By Bishop Thaddeus Barnum
Don’t you hate when something gets in your eye?
It completely incapacitates me. No matter what I’m doing, I have to stop and get it out. I find my hands rush to my eye -- rubbing, pinching. My eyelids bat, my eye waters. Oddly, my mouth flings open. The longer the object stays in, the more it hurts.
So what is our Lord talking about?
How is it possible to have something in my eye and not notice it?
But that’s the story. Our Lord Jesus Christ describes a caregiver. This person is concerned about the well-being of a brother who’s struggling with a speck in his eye. Already, this story is confusing. How can the caregiver see anything if he’s got the same problem?
And then, more confusing, how can the caregiver offer help by saying, “Let me take the speck out of your eye.” Who does that? How can the caregiver see clearly enough to give any help at all?
Something is profoundly disturbing about this story.
Is our Lord saying we can have something in our eye and forget about it? Not notice it? Is it possible we become accustom to the pain and overtime we forget the pain’s even there? How does that happen? When does what’s abnormal become normal so we don’t even remember what it was like to be normal anymore?
That’s the question our Lord’s asking.
He even compounds the matter by saying the brother has only a speck in his eye while there’s a huge beam of timber in the caregiver’s eye.

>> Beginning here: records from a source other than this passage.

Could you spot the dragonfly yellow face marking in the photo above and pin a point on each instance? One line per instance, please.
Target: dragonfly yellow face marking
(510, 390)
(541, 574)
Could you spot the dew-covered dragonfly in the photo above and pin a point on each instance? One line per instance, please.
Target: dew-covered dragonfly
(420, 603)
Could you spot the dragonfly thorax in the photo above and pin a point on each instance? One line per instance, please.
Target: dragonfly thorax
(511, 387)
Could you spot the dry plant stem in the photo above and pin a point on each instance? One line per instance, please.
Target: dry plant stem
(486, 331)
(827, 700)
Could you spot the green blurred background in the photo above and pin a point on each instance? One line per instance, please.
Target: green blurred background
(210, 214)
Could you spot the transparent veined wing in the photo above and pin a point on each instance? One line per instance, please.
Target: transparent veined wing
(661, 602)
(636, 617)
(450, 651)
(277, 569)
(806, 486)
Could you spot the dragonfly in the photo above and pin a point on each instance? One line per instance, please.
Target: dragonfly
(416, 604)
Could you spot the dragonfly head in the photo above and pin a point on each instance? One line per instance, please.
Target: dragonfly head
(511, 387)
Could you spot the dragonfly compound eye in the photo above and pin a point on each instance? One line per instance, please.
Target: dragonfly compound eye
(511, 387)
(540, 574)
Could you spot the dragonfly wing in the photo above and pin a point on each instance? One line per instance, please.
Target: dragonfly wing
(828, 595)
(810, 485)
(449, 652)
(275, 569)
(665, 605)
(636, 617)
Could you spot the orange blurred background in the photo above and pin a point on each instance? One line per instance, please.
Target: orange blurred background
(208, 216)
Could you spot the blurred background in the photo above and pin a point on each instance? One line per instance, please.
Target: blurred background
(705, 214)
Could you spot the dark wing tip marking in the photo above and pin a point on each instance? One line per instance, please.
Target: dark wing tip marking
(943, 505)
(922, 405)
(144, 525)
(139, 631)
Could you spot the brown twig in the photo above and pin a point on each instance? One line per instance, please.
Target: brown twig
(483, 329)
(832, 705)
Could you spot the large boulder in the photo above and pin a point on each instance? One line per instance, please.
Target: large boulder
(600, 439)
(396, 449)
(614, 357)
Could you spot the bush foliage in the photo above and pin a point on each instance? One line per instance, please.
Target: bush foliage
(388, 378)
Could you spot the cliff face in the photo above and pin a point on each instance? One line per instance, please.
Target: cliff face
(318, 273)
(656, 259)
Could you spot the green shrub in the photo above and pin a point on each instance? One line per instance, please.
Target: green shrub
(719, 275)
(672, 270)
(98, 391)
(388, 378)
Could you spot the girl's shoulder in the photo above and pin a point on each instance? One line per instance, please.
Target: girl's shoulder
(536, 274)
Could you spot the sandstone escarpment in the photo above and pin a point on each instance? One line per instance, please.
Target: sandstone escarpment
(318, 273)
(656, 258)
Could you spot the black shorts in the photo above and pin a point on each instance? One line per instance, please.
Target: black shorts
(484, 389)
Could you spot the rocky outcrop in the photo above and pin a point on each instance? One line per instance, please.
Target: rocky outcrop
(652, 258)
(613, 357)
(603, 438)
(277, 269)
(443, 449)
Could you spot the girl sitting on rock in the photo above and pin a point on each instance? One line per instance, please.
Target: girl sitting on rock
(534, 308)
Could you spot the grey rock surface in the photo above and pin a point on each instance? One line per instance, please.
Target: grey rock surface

The comparison is breathtaking; making it all the more difficult to understand why the caregiver isn’t getting help.
But Jesus knows why.
He calls the caregiver a “hypocrite” or “play actor.” This indictment is most troubling. It means, in no uncertain terms, the caregiver is fully aware of what’s going on. There’s something in the eye. Moreover, they’ve made a conscious decision not to deal with it. They let it stay there, even though it blurs their vision. Then, to make matters worse, they knowingly offer help when they themselves are unwilling to get help.
Who does that?
Our Lord praises the caregiver for the kindness to help the brother in need. But He demands proper order, “First, take the log out of your own eye, and then you will see clearly to take the speck out of your brother’s eye.”
I’m arrested by this story. Who am I to give care unless I’m willing to get care? If I say I see and know I can’t, how will my Lord not look at me and see a play actor too?